Some of these actions might be magnified by an overly sensitive military mind seeking slight. However, never has social media been used by retired officers to vent as is being done these days. The outrage is real, and even army wives have joined the call to protect and preserve the institution of the armed forces. Petitions to the president are vitriolic and those to ministers of the NDA government full of resentment and pain. Even the army chief is not spared. Perhaps, the daily expression of anger loses much of its point by being repetitive. However, it is still indicative of a malaise that is spreading swiftly. To the 3.3 million retired service personnel, the feeling of being short sold is fortified by these written protests, many of which are just an inch short of dire threats.
A verbal order to open 62 cantonments to civilians has led to a recent surge of fury. This is largely because the forces see this an invasion of their privacy and security. Families who live in cantonments while the armed forces patrol our borders believe this action will rob them of peace of mind.
There is also the fear of theft of equipment and firepower by gangs and mafias who tend to operate outside these military confines.
But it is not just the access issue which is bruising the forces. The One Rank One Pension (OROP) controversy has snowballed into a soreness that now marks military-civil equations and borders dangerously on mutual contempt.
In the drift that we see, the main question is left unanswered. What is the contribution of the NDA and Modi specifically in annoying the forces and giving them the impression that they are frequently being cut to size? One has to be incredibly naïve to conclude that the ties between the forces and the civilian leadership are happy.

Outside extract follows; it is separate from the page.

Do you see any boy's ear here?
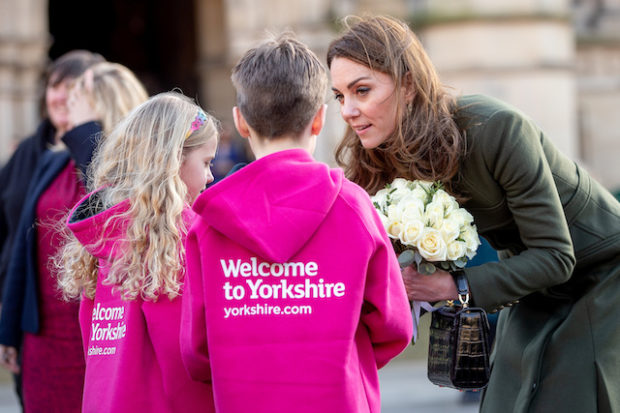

From minor carping over the sidelining of the GOC Delhi Area from his traditional position on 15 August at the Red Fort, to the playing of folk music at the prestigious Beating Retreat ceremony at Republic Day, the leap to bigger things is easy to make when the mindset is one of suspicion.
The dismay over the not so impressive line of defence ministers in these past four years is further deepened by the shortage of officers and men. There is a current deficit of 9,259 officers and 50,363 other ranks. Requests for early retirement in both categories have also spiked, with over 39,000 soldiers since 2014 asking for premature departure. This is a colossal wastage in training costs.
One would think keeping the forces reasonably happy would be a logical priority. But instead, the niggling continues.
In this atmosphere, orders to clear up tourist debris at mountain resorts, build bridges at railway stations and engage in other such civilian exercises is seen as insulting and indicative of viewing the forces as an extension of local civic bodies. The mindset seems to be, "So what if the borders are under constant threat? The nation per se is still at peace, and so one can put them to work. After all, it is not as if we are at war."
This may be true, but through history, the armies that have triumphed in battle are those which trained during peace time.